The Hotel Plays

Tennesse Williams
Defibrillator
The Langham Hotel
to

The feeling that remains after leaving the sumptuous surroundings of the Langham Hotel is not the novelty of watching Tennessee Williams's Hotel Plays in hotel rooms. The feeling that remains is one of apprehensive admiration for the dazzling words and characters that he created. These three plays are perfectly formed gems of drama and exquisite studies of human nature.

Green Eyes directed by James Hiller is the most powerful piece. Williams's words are like deadly arrows which pierce and cause intense discomfort. A newly-wed couple named only as 'boy' (Gethin Anthony) and 'girl' (Aisling Loftus) wake in their New Orleans French quarter hotel on the first morning of their honeymoon. It transpires that something very strange happened last night. She is covered in bruises and scratches but he has no recollection of causing them.

This tiny scene manages to challenge the war in Vietnam, racial prejudices and unrealistic ideals of marriage. Loftus is sizzling and richly complex as the girl, a character so intensely interesting that I wanted to watch whole scene at least twice over. Her monologue about the eyed man is delivered with startling passion.

The Pink Room (direction Anthony Banks) is a finely-tuned snapshot of an affair drawing to a close, the crumbling of illusions and removal of false sense of security. The room symbolises a kind of false and transient paradise-prison, a place which has welcomed the man (Gyuri Sarossy) for so many years and now his mistress (Helen George) has rejected him. George is like a fantasy, a kind of pink fairy or siren trapped in a perpetual hotel room.

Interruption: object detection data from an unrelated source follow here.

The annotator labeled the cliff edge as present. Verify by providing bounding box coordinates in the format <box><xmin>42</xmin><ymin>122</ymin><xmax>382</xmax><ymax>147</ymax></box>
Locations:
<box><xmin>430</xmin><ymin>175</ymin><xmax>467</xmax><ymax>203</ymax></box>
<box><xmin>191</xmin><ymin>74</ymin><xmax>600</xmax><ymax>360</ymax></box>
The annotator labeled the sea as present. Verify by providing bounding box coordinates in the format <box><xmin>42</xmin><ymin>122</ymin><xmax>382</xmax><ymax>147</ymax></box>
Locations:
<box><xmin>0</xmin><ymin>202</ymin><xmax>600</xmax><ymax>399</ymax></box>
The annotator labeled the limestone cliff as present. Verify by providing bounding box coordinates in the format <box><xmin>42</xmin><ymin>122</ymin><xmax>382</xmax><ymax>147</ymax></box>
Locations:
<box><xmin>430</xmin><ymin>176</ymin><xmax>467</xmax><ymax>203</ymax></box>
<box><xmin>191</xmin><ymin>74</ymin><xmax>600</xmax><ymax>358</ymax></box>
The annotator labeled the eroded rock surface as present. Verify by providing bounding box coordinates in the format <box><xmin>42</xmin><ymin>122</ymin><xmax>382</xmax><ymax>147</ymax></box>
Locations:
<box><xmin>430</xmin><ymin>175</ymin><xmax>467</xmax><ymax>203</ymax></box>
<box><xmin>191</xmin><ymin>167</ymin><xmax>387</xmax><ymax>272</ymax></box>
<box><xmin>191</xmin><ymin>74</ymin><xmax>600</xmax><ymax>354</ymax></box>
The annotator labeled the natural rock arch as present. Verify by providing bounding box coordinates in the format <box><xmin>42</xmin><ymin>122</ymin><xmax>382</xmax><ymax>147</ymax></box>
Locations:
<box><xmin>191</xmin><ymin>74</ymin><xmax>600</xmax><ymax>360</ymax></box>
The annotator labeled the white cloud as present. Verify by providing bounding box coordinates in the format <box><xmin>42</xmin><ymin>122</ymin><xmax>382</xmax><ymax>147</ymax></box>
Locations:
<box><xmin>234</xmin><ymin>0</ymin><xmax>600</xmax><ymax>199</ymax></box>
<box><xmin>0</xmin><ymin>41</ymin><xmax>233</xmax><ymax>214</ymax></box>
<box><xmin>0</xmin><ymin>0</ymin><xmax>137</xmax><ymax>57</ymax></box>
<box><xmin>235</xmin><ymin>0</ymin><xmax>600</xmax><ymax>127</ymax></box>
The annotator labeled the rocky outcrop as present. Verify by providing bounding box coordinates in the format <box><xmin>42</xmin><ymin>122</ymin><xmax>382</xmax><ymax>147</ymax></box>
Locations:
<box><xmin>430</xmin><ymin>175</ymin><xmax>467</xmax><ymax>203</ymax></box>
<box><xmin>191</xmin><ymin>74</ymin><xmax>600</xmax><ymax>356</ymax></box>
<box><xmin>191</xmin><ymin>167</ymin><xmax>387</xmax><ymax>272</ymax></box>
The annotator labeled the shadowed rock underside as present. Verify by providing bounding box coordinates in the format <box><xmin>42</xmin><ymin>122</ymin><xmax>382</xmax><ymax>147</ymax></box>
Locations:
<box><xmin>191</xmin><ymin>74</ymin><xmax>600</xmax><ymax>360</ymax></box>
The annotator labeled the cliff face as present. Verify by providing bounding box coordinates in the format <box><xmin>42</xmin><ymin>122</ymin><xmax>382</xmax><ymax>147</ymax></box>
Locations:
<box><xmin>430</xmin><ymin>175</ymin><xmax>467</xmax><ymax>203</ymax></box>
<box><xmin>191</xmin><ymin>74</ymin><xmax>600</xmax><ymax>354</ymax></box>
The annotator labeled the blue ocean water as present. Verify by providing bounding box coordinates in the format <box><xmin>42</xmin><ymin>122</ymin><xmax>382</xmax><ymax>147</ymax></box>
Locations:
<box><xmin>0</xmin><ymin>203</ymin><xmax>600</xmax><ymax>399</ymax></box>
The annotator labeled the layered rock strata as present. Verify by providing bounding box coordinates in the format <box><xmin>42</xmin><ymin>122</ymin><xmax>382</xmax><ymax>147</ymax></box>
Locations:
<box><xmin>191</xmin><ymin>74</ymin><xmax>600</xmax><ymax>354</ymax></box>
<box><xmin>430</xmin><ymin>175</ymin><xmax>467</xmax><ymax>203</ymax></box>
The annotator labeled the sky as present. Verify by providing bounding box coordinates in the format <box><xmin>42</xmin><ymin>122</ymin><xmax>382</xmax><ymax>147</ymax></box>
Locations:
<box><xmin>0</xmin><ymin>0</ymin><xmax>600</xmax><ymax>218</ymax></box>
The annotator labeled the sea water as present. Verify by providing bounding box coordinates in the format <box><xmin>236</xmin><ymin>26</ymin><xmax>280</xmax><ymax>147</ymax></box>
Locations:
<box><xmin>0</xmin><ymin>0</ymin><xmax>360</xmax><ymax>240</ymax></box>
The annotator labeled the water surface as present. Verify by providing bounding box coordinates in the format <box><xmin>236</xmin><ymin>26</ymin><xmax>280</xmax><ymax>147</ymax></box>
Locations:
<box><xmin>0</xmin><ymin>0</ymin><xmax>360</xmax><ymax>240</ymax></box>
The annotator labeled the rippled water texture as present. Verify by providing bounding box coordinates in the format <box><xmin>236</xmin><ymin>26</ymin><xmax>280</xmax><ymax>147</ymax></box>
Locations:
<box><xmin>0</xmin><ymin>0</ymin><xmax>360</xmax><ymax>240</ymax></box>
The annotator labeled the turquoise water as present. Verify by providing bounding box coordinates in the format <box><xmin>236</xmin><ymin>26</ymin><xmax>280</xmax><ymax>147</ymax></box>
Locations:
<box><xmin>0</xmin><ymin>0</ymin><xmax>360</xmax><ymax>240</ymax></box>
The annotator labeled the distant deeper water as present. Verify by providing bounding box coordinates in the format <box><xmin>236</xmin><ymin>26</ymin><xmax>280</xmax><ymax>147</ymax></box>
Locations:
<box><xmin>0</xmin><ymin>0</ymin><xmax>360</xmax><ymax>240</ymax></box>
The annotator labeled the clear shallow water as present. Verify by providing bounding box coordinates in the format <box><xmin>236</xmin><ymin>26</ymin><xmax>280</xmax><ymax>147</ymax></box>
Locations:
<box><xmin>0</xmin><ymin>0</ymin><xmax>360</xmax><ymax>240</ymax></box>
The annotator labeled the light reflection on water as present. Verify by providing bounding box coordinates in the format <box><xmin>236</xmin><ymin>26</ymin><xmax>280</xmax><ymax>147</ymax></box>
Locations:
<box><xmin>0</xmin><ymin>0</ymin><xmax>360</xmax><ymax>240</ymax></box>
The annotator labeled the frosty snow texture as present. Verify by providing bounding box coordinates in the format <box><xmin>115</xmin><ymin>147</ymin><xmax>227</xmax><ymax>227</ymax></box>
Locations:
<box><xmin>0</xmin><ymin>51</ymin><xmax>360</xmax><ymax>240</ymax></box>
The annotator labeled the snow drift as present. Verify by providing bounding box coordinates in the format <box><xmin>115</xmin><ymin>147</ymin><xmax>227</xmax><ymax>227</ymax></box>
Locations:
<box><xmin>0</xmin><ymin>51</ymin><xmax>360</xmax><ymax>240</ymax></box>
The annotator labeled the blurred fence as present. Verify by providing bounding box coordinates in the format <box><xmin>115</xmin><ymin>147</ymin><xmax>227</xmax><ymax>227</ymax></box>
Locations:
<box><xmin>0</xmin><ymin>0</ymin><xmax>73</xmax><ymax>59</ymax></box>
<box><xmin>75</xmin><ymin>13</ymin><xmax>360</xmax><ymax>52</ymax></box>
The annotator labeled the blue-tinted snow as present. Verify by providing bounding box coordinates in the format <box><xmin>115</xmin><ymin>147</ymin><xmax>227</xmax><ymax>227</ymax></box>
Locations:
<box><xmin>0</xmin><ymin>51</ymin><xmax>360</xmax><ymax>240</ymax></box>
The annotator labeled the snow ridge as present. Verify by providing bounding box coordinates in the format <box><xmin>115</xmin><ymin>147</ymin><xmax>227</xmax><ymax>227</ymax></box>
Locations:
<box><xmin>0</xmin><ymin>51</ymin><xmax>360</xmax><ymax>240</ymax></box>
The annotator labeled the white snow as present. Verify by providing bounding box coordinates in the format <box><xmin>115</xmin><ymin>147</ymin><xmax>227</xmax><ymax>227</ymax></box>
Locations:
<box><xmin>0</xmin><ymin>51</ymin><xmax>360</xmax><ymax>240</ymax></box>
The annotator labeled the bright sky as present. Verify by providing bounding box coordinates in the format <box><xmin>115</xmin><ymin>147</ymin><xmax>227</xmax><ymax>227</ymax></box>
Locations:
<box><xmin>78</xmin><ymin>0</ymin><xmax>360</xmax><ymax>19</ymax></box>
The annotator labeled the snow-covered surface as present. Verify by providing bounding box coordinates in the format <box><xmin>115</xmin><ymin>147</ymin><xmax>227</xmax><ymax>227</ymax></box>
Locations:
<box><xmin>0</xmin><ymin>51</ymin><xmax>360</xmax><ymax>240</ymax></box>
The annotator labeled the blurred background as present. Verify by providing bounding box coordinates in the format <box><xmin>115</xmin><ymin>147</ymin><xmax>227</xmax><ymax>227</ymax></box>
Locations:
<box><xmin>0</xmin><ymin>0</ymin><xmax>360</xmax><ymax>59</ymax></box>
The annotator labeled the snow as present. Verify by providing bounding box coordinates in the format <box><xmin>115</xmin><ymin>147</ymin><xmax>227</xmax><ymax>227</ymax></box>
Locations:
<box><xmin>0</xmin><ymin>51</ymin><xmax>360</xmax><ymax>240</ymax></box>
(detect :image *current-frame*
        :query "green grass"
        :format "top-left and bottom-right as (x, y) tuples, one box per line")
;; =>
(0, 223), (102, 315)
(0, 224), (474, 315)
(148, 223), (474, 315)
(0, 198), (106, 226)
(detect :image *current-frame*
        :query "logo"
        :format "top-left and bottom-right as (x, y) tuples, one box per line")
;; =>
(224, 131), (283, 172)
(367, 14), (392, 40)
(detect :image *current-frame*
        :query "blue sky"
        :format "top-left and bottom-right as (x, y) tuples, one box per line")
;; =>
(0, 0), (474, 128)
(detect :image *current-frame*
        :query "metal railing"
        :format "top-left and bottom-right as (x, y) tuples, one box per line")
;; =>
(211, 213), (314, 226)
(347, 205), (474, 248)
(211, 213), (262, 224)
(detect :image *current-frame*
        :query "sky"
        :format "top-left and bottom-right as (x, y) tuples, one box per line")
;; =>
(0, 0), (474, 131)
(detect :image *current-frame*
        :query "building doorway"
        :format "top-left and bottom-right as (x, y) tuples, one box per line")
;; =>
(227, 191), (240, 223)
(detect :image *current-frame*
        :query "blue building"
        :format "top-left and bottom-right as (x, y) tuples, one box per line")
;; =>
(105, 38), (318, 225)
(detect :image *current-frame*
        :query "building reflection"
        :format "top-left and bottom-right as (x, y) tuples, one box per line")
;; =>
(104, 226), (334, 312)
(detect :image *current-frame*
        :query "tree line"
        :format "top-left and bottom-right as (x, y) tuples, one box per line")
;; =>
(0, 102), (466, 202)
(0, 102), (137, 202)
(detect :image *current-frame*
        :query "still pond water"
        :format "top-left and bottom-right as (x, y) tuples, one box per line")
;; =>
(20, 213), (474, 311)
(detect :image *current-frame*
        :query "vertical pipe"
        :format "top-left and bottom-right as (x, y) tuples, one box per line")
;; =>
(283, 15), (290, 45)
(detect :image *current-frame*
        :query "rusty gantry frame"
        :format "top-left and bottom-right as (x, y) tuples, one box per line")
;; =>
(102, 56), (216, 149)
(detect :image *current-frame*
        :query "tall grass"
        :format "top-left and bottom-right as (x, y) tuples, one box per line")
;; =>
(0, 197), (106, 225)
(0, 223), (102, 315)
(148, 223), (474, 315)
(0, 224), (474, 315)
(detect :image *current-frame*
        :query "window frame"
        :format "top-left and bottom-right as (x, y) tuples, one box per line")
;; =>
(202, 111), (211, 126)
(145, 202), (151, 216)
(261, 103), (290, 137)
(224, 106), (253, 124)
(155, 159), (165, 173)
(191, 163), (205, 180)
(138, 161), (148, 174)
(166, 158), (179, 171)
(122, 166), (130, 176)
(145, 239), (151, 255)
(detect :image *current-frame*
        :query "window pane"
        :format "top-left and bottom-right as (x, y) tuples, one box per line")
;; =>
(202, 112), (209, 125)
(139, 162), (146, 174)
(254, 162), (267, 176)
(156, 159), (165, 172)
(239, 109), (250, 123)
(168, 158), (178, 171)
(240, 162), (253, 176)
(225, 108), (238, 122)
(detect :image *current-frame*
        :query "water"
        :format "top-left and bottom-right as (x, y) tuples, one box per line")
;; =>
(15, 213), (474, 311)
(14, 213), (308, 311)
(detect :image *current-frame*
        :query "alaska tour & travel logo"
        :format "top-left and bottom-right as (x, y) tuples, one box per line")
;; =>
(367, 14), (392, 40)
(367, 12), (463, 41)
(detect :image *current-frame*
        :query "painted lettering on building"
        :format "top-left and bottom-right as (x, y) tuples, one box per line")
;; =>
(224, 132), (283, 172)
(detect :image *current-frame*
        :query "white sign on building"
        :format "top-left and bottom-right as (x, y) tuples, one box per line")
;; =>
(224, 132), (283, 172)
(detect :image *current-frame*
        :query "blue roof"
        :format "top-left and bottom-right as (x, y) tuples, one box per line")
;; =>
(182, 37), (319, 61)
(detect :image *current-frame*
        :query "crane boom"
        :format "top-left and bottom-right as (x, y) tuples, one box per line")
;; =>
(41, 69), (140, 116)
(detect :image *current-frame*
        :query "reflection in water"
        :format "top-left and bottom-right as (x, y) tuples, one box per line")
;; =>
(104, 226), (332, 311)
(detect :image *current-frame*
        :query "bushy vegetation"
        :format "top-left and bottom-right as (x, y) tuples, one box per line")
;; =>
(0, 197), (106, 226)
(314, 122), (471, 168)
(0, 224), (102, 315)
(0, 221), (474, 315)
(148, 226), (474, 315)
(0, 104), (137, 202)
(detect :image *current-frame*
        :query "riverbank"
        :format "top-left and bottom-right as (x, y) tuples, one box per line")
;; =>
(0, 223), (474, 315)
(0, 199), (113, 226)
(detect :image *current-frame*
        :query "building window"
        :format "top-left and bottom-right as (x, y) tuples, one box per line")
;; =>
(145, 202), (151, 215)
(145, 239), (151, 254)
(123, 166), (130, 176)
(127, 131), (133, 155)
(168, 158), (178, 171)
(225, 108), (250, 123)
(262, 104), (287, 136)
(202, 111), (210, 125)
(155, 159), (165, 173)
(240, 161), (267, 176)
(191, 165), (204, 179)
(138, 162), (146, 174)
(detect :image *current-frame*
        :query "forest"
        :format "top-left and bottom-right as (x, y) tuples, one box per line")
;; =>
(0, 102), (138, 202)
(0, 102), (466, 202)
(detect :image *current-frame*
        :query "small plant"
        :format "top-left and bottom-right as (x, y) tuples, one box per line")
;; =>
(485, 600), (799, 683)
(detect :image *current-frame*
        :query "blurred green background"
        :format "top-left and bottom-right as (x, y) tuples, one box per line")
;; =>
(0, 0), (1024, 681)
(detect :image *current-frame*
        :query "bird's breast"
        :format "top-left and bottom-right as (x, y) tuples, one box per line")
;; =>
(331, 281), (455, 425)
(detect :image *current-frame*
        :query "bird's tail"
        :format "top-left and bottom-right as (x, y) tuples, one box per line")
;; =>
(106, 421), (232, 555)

Sunburst is the finale to the trio and director Jonathan Humphreys has expertly captured its oozing black humour. Hapless thieves Giuseppe (Daniel Ings) and Luigi (Jake Man) who are trying to get their hands on the famed sunburst diamond are thwarted by the resourceful and indestructible aging actress Miss Sails (Carol Macready). Macready is excellent in her role but Humphreys has not quite convincingly communicated the transition of time in the scene—it doesn’t feel quite enough like a night long ordeal.

Setting the plays in three actual hotel rooms is fantastic and gives the audience a real feeling of being special and at an exclusive event. However the links between the scenes do not encourage us to keep within the world of the plays and, although there is a nice performance from Linden Walcott-Burton as the porter throughout, there needs to be greater consideration for how we move from scene to scene and how to extend the immersive experience beyond the actual bedrooms.